Ball was the creator of the famous Footrot Flats cartoon strip, that was made into a movie in 1986. Footrot Flats: The Dog's Tale was New Zealand's first feature-length animated film.
Ball reportedly died after a long battle with Alzheimer's at his home at Gisborne on the North Island.
His friend and colleague Tom Scott told The New Zealand Herald, he received a call on Sunday afternoon to say Ball had died.
"I know he had been ill," Scott told the newspaper.
"He was being nursed at home for a terrible illness."
"(He was) funny and goofy and generous, and incredibly serious about inequality".
"He mourned the New Zealand he remembered being fair, and I guess if he had his life over again, Murray would rather have been an editorial cartoonist."

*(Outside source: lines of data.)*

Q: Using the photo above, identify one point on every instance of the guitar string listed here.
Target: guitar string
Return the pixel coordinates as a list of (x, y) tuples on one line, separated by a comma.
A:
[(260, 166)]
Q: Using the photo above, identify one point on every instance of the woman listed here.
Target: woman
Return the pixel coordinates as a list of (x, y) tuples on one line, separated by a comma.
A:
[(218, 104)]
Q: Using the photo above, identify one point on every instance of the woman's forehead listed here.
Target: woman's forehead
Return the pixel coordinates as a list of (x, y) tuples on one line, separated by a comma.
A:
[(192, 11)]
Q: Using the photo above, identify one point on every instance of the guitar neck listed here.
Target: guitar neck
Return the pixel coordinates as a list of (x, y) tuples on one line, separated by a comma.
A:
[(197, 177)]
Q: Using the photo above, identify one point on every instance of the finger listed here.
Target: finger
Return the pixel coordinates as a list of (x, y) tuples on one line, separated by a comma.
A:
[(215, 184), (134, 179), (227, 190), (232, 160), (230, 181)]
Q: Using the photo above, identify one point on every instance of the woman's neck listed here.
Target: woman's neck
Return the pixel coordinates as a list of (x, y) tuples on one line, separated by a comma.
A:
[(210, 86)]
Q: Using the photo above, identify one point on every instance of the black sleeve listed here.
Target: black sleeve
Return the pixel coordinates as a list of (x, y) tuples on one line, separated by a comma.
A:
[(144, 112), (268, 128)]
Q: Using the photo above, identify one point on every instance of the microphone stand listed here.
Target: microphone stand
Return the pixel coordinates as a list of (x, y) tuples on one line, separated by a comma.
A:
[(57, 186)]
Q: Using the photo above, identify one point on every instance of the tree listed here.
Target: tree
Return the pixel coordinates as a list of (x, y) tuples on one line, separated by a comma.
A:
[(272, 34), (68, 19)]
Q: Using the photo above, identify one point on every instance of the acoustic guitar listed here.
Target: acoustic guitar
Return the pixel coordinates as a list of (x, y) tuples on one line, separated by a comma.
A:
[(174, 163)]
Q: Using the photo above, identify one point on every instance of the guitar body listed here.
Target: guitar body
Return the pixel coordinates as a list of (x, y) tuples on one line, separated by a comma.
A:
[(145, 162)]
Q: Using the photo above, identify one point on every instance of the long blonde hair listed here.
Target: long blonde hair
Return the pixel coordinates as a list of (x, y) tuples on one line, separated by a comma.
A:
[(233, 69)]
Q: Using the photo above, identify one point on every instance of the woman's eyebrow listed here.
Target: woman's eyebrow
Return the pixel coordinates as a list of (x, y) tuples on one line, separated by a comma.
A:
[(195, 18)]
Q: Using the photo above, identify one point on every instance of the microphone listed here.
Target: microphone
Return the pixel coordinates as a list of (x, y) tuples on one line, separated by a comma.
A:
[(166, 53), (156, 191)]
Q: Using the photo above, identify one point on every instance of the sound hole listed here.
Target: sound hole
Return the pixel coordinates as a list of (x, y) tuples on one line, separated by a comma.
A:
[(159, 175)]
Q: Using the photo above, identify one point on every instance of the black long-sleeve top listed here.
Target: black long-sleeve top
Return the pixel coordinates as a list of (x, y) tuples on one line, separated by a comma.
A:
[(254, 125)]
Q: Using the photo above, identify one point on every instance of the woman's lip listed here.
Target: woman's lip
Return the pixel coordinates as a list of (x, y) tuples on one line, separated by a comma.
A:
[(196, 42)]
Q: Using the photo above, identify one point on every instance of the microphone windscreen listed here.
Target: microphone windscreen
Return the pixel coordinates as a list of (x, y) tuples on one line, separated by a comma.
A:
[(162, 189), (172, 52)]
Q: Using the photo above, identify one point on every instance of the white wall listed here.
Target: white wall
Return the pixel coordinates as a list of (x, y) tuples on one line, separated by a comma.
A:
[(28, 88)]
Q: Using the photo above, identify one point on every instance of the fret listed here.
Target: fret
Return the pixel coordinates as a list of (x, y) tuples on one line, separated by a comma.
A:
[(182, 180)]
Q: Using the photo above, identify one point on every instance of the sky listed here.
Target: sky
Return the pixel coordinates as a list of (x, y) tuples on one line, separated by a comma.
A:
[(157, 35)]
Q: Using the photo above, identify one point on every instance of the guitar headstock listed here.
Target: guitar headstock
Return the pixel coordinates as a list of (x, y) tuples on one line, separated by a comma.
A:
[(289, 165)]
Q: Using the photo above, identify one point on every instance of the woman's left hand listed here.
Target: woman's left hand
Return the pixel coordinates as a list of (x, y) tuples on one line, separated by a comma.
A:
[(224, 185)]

He was made an Officer of the New Zealand Order of Merit in 2002.
The cartoon strip that celebrated farming life, sold millions of copies in Australian and New Zealand at the height of its popularity in the 1980s.
The protagonist of the cartoon was a sheepdog owner by Wal Footrot called The Dog that lived on a farm called Footrot Flats, who had a number of alter egos including The Scarlet Manuka and the the Grey Ghost of The Forest.
Two of his most colourful sayings were: "Ye Gods! and "The blood of Grey Ghost flows in these veins".
A border collie, The Dog had a real name he didn't like and never let anyone reveal. He was cast an intelligent, devoted, and competent if somewhat cowardly canine who could only take through thought bubbles.
Wal was a simple farmer, with a more than simple love of rugby union who ran a large farm with a variety of animals.
The series also spawned a musical and a theme park in New Zealand.
The movie's soundtrack featured music by Dave Dobbin and its theme song Slice of Heaven was a hit single in Australia and New Zealand.
The news comes days after famous Australian cartoonist Bill Leak died.
President of the Australian Cartoonists Association Jules Faber paid tribute to Ball.
"It is with great sadness that the ACA received the news of the death of Murray Ball," he said.
"It is always heartbreaking when a cartoonist of such standing and with such a contribution to popular culture passes away.
"However, we are left with his enormous legacy to cartooning from his childrens' book to his books for adults through to his so well-beloved series for everyone, Footrot Flats.
"Murray was a great influence to many Australian cartoonists and will be long remembered by his friends across the sea here in Australia.
"On behalf of the ACA I extend our deepest sympathies to his wife, Pam, and children."